Sweating, Aeris gathered cowed fragments of other up. Stroked the acid and venom out of each, smoothing rough edges into driftglass before fitting it into the solid core that was Cloud. Just one more, and one more, and one….
She leaned into Zack's arms, grinning tiredly. "He's a little threadbare in places, but it's nothing some time and love won't mend." She poked his ribs, right at the ticklish spot. "Well? What are you waiting for?"
"Cloud?" Something was prodding at his shoulder. "Hey, Spike, wake up."
"Gnrgh… go 'way, Zack…."
A strangely relieved chuckle. "Ah, don't be like that. I need backup here, partner. You've got to give her the cute look."
"I'm serious." Relief was easing out of Zack's voice, leaving only laughter behind. "You know.

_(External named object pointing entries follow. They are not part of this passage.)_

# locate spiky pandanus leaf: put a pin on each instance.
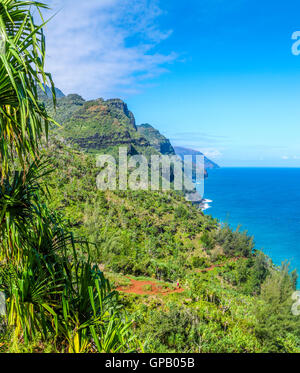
(23, 119)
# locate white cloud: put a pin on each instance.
(105, 47)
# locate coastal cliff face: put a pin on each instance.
(156, 139)
(104, 125)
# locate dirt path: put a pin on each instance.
(137, 287)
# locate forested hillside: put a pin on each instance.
(230, 298)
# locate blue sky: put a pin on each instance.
(217, 76)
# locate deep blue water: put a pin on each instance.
(265, 201)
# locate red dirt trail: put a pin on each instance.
(136, 287)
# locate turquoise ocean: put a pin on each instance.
(265, 202)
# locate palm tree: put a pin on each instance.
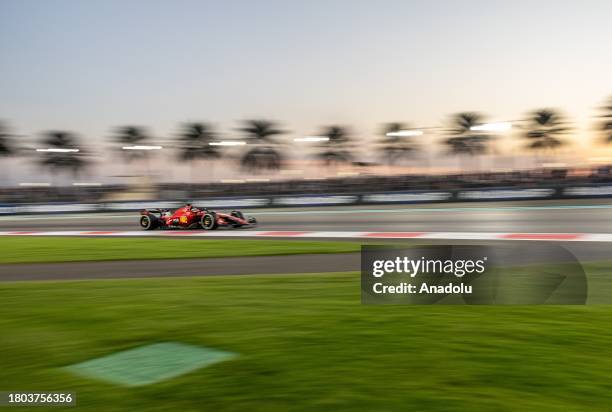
(265, 155)
(606, 122)
(193, 144)
(132, 136)
(62, 153)
(337, 149)
(545, 130)
(462, 140)
(395, 148)
(7, 143)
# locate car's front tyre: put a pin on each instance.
(209, 221)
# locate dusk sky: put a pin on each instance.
(89, 65)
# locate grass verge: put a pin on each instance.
(72, 249)
(306, 343)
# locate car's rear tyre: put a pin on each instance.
(148, 222)
(209, 221)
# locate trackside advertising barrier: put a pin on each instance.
(321, 200)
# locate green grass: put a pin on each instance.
(72, 249)
(306, 343)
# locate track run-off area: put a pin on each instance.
(582, 227)
(561, 237)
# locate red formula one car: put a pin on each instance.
(189, 217)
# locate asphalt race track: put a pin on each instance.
(531, 217)
(528, 217)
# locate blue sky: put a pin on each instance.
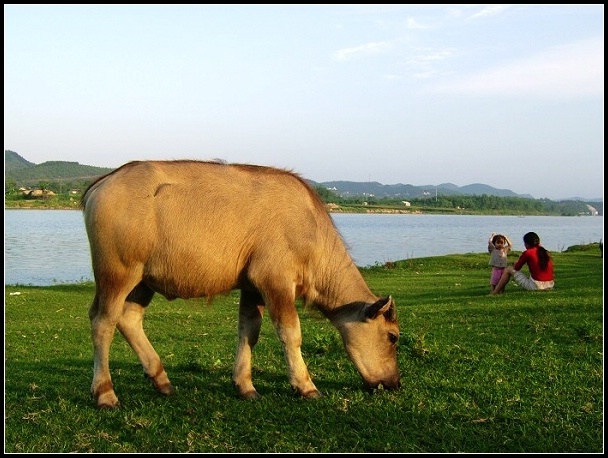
(507, 95)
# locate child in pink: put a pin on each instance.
(499, 247)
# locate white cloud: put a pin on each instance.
(571, 70)
(366, 49)
(490, 10)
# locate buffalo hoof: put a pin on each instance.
(250, 395)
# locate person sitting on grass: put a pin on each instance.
(540, 265)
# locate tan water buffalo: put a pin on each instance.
(189, 229)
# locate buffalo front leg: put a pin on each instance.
(251, 311)
(286, 323)
(131, 327)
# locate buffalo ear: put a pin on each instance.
(383, 306)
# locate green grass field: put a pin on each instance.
(519, 372)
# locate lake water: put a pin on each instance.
(45, 247)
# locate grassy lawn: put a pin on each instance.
(519, 372)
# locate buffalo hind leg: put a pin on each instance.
(104, 313)
(131, 327)
(251, 311)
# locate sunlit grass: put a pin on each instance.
(519, 372)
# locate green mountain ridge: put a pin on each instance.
(21, 172)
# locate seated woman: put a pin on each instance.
(540, 265)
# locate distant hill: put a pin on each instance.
(375, 189)
(25, 173)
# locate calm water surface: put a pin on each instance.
(45, 247)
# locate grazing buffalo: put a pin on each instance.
(191, 229)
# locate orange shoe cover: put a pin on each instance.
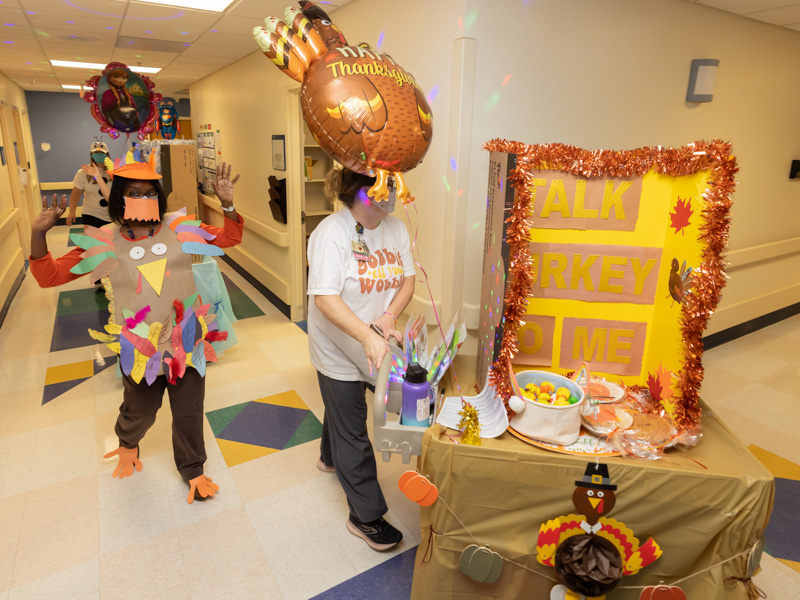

The wet chocobo look. Up an' at 'em. We've got to talk Aeris into cooking us breakfast. Well, dinner. Whatever time it is."
Aeris… breakfast… what? Cloud blinked, and sat up.
Or, mostly. It was a little more complicated than he'd anticipated. There was a leathery rustle, an odd swing of muscle and bone, a feel of fur and skin sliding against each other, and-
Claws. Flexing with his fingers. He could feel them.
And the green was gone.
Not a hallucination. "Um… Zack?"
Cloud tried not to laugh hysterically. "Define okay."
A dark brow quirked up, lit by a grin. "Away from mako tubes and scalpels?"
"…Good point." Oh gods, what should he say? What should he do? They were out; they were really, impossibly, out of the labs - he could smell Midgar, even through the flowers, you never forgot what it was like under the Plate - and his heart didn't know whether to soar or drop into his boots, still too stunned to really believe-
Aeris eyed both of them, shook her head, and knelt down by him. "Come here."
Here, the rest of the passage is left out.